Alexander was hoping to have cemented his place at Beijing 2022 by early December, however, his first races were cancelled due to inclement weather, so it was back to his spreadsheet, which detailed in minute detail, his best chances of qualifying.
The art of qualifying
There’s an art to plotting a course through these qualification rounds in Alexander’s analytically-minded way. The Brit has spent between 30-40 hours delving into the FIS database “trying to look for patterns, trying to look for races that might be a little bit more favourable”. He even goes so far as to see how many people are competing in the race, and going for those with fewer competitors.
“I've totally nerded out on that database and I have my own version of it, my own spreadsheet, which has all of the links to all of the information about the race and the historical races, so at any moment, if I decide to change my plan, I can just go into my own database and figure it out.”
But then there's also information he can only get from someone who’s been to the race, such as whether the course is better for those who like steep slopes or a flat race, or are the conditions typically firm or soft, which is where his network comes in handy.
Alexander has opportunities to get his points in the likes of Montenegro, Bosnia, and Poland, and he’ll need all the agility from his years of DJing to stay on top of it all.
“So this again comes back to...the ability to plan logistics for complicated trips that all go back to my very nomadic lifestyle. I've been to 67 countries, I've spent a lot of my life on the road. I've always loved to travel and a big part of my previous role as a DJ was getting myself out there marketing myself in the right way, figuring out ways to get into venues, clubs and festivals that I wanted to perform at. I never hired the services of a manager or agent as a DJ because I wanted to do it my own way.”
Marketing guru
His advice to younger athletes who are in awe of his ability to market himself is to find your niche and work at it. He’s appeared in more than 50 pieces of press and 45 of those were from cold calling people or sending out emails, he tells us. He’s also just been signed by elite ski brand Atomic, the same stable of top skiers as Manuel Feller.
Atomic don’t need another athlete, says Alexander, as they have Mikaela Shiffrin “but they understand the value of having someone that's not white that started skiing at 32, and that didn't come from a background where skiers come from”.

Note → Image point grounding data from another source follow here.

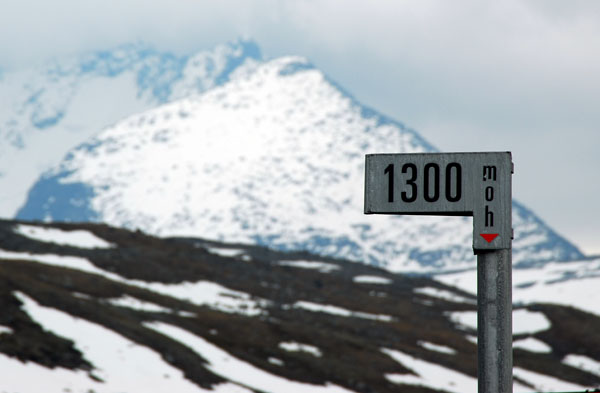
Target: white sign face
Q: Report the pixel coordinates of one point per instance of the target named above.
(454, 184)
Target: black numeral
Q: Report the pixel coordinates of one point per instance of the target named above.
(431, 182)
(389, 170)
(429, 197)
(457, 182)
(410, 182)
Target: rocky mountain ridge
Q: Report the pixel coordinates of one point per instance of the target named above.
(90, 307)
(273, 156)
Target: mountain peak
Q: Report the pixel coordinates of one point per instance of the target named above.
(273, 156)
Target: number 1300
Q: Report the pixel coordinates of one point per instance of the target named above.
(430, 182)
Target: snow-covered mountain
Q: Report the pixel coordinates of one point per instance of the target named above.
(88, 307)
(47, 110)
(273, 156)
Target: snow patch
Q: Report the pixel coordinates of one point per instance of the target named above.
(436, 347)
(584, 363)
(120, 363)
(445, 295)
(339, 311)
(226, 252)
(77, 238)
(372, 280)
(545, 383)
(429, 374)
(532, 345)
(202, 293)
(297, 347)
(320, 266)
(236, 370)
(524, 321)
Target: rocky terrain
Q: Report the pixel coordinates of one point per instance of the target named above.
(90, 307)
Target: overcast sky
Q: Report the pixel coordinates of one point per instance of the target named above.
(467, 75)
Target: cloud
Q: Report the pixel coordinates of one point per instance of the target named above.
(469, 75)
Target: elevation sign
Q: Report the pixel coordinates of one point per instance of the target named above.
(453, 184)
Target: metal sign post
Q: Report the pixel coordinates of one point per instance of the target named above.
(461, 184)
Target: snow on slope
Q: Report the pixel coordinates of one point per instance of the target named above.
(569, 284)
(123, 365)
(273, 157)
(48, 110)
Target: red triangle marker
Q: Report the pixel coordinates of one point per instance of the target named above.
(489, 236)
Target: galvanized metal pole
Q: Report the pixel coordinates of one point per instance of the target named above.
(494, 321)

Alexander also doesn’t subscribe to the loose requirement of marketers requesting athletes have a gazillion followers on social media in order to attract sponsorship. His strong network from his life as a financier and DJ means he has all the contacts he needs on social media, on which he has about 5,000 followers.
“I know that everything I need, whether that's an introduction to someone or financial support, is inside that network, and I'm very fortunate to have that. If I was a 20-year-old athlete, I wouldn't have that. I would have my school friends and no one else, right? So that allows me to look at social media in a different way.”
What next?
He’s honest in his assessment of where he's at in his journey.
“If I'd have realised the amount of work that it's taken me to get this far, and if I'd have realised that the majority of the fighting would be against the pandemic and closed borders and all of that stuff, I'm not sure I would have started this. But I'm a man of my word and I'm in it now, and so I'm fully committed, like it's do or die time… So now is the proving ground. I haven't had a competition in almost eight months, so, yeah, it's super exciting times.”
And with that, we leave Alexander in his Austrian cabin in the mountains, perusing his spreadsheets to figure out his next move, feet soaking in Epsom salts, a healthy meal consumed and early to bed. Heady days indeed.
Alexander's giant slalom event is on Sunday 13 February.